I tried that and when it was copying then a message came up saying file to big. Then explorer has caused invalid page fault can't remember where now, your sytem will shut down.
Then have to take out the disk and soon as that happens the icon is gone out of device manager.
Have to put boot disk in, and cd go through cd support again and it comes back but all funny, but while in the dos, press F: it changes to F: Press dir and get cdr103 f has no volume. Press f: again then cdr103 abort retry fail. Press f: again then Fail on Int 24. Boot up check out device manager icon there but name atapi messed up again. In the Int 13 its greyed out no check mark.
This is getting ridiculous. DMA Disconnect, Auto insert all checked.
Would there be a problem in my windows somewhere or maybe my system.ini file. It was fine until I had that explorer thing. Just grasping at straws right now.

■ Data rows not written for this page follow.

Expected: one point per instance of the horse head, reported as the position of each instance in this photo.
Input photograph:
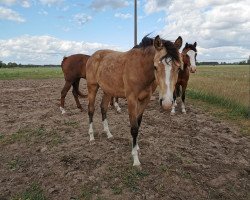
(167, 63)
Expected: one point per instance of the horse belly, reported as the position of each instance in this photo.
(110, 79)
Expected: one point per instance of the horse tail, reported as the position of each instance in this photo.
(178, 91)
(76, 90)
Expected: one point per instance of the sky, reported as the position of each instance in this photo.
(44, 31)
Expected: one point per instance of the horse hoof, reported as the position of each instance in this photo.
(92, 141)
(119, 110)
(139, 167)
(110, 137)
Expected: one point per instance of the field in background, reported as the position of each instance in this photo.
(30, 73)
(226, 87)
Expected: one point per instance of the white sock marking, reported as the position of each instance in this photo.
(91, 132)
(135, 157)
(118, 109)
(62, 110)
(106, 128)
(183, 108)
(173, 108)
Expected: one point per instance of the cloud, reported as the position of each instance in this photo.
(23, 3)
(104, 4)
(215, 25)
(9, 14)
(44, 49)
(81, 18)
(123, 16)
(51, 2)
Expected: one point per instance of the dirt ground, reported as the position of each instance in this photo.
(192, 156)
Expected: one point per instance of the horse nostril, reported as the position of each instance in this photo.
(161, 102)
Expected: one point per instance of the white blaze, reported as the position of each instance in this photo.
(191, 55)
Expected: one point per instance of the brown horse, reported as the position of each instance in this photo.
(74, 68)
(133, 75)
(189, 54)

I was able to use my win 98 se to extract a file from it that I was missing the MSVCRT40.dll one. I'm still on A, C. Don't suppose using cdrom, c, a would work. No I'm not going into the bios just remembered what was in there. Like I said grasping at straws.


----------



## ~Candy~ (Jan 27, 2001)

I'm not sure why it would say file too big.....all you are doing is copying from the cdrom to the hard drive.

The error messages are important and mean something, so it's best if you write them down.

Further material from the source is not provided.